Date: Tue, 13 Nov 2012 18:29:43 -0800 (PST)
From: Hugh Dickins <hughd@google.com>
To: Ingo Molnar <mingo@kernel.org>
cc: Johannes Weiner <hannes@cmpxchg.org>, linux-kernel@vger.kernel.org,
        linux-mm@kvack.org, Paul Turner <pjt@google.com>,
        Lee Schermerhorn <Lee.Schermerhorn@hp.com>,
        Christoph Lameter <cl@linux.com>, Rik van Riel <riel@redhat.com>,
        Mel Gorman <mgorman@suse.de>,
        Andrew Morton <akpm@linux-foundation.org>,
        Andrea Arcangeli <aarcange@redhat.com>,
        Linus Torvalds <torvalds@linux-foundation.org>,
        Peter Zijlstra <a.p.zijlstra@chello.nl>,
        Thomas Gleixner <tglx@linutronix.de>, Zhouping Liu <zliu@redhat.com>
Subject: [PATCH 2/2] sched, numa, mm: Fixes and cleanups in
 do_huge_pmd_numa_page()
In-Reply-To: <alpine.LNX.2.00.1211131759390.29612@eggly.anvils>
Message-ID: <alpine.LNX.2.00.1211131828020.29612@eggly.anvils>
References: <1352826834-11774-1-git-send-email-mingo@kernel.org> <1352826834-11774-22-git-send-email-mingo@kernel.org> <20121113184835.GH10092@cmpxchg.org> <alpine.LNX.2.00.1211131759390.29612@eggly.anvils>
User-Agent: Alpine 2.00 (LNX 1167 2008-08-23)
MIME-Version: 1.0
Content-Type: TEXT/PLAIN; charset=US-ASCII
Sender: linux-kernel-owner@vger.kernel.org
Content-Length: 6266
Lines: 184

Refuse to migrate a THPage if its page count is raised: that covers both
the case when it is mapped into another address space, and the case
when it has been pinned by get_user_pages(), fast or slow.
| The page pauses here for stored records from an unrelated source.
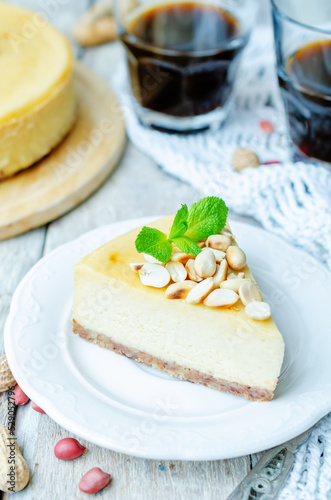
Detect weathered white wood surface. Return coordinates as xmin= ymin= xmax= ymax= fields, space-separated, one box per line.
xmin=0 ymin=0 xmax=268 ymax=500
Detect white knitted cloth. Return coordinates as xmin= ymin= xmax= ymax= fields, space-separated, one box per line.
xmin=112 ymin=28 xmax=331 ymax=499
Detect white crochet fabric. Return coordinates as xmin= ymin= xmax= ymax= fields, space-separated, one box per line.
xmin=112 ymin=28 xmax=331 ymax=500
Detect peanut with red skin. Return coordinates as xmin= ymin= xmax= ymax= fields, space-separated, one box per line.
xmin=13 ymin=384 xmax=30 ymax=406
xmin=31 ymin=401 xmax=45 ymax=413
xmin=78 ymin=467 xmax=111 ymax=494
xmin=54 ymin=438 xmax=86 ymax=460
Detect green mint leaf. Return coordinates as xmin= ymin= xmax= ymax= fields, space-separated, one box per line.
xmin=172 ymin=236 xmax=201 ymax=257
xmin=136 ymin=226 xmax=172 ymax=262
xmin=169 ymin=205 xmax=188 ymax=240
xmin=185 ymin=196 xmax=228 ymax=241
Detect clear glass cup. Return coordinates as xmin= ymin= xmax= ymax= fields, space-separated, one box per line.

Repeat this check each time we recheck pmd_same() under page_table_lock:
it is unclear how necessary this is, perhaps once after lock_page() or
once after isolate_lru_page() would be enough; but normal page migration
certainly checks page count, and we often think "ah, this is safe against
page migration because its page count is raised" - though sadly without
thinking through what serialization supports that.

Do not proceed with migration when PageLRU is unset: such a page may
well be in a private list or on a pagevec, about to be added to LRU at
any instant: checking PageLRU under zone lock, as isolate_lru_page() does,
is essential before proceeding safely.

Replace trylock_page and BUG by __set_page_locked: here the page has
been allocated a few lines earlier.  And SetPageSwapBacked: it is set
later, but there may be an error path which needs it set earlier.
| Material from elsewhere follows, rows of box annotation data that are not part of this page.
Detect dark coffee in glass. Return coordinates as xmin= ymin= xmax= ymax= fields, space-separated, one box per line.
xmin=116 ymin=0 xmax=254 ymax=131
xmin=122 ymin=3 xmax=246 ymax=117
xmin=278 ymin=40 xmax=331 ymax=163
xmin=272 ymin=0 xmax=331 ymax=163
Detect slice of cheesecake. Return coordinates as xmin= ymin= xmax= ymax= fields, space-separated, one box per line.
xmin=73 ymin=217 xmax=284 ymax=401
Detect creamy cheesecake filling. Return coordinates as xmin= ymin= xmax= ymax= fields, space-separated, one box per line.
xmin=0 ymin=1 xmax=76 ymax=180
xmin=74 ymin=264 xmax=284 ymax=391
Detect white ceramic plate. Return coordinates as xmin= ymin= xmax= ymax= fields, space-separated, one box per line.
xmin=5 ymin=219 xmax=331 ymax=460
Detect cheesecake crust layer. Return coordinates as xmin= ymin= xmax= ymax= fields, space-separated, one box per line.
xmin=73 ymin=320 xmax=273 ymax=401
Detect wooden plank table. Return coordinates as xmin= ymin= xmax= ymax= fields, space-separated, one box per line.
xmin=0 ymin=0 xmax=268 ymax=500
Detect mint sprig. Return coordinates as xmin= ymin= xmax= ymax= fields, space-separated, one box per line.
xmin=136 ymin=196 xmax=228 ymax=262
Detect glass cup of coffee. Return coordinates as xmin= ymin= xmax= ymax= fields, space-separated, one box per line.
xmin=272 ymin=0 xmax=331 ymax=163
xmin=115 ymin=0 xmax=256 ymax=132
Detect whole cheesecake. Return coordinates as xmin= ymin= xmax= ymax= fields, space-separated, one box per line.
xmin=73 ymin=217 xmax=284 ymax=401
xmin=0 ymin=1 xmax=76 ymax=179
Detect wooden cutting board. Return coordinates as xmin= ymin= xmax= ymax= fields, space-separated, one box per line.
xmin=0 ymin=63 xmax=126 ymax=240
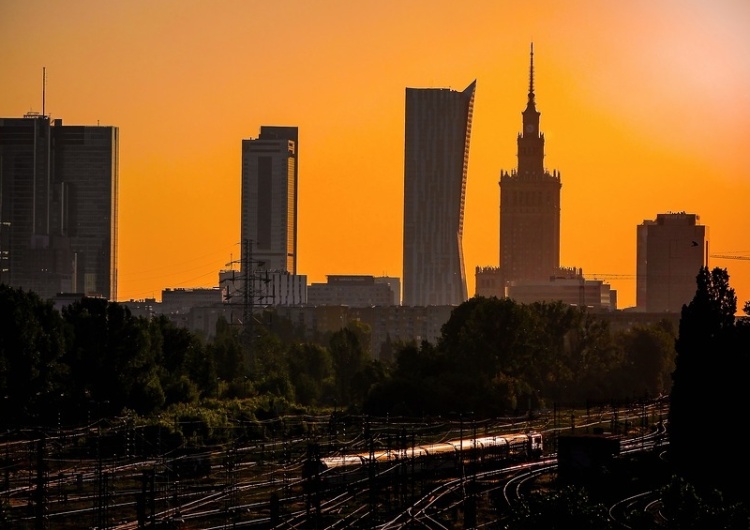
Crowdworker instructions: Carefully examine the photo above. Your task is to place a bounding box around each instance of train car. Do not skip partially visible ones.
[320,432,544,469]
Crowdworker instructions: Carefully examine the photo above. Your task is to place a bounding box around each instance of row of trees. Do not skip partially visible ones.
[365,297,674,416]
[0,285,675,425]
On error path reverse the Active, Unevictable, Mlocked changes made
by migrate_page_copy().  Update mlock_migrate_page() to account for
THPages correctly now that it can get called on them.

Cleanup: rearrange unwinding slightly, removing a few blank lines.

Previous-Version-Tested-by: Zhouping Liu <zliu@redhat.com>
Signed-off-by: Hugh Dickins <hughd@google.com>
---
I did not understand at all how pmd_page(entry) might be NULL, but
assumed that check is there for good reason and did not remove it.

 mm/huge_memory.c |   60 +++++++++++++++++++++++----------------------
 mm/internal.h    |    5 ++-
 2 files changed, 34 insertions(+), 31 deletions(-)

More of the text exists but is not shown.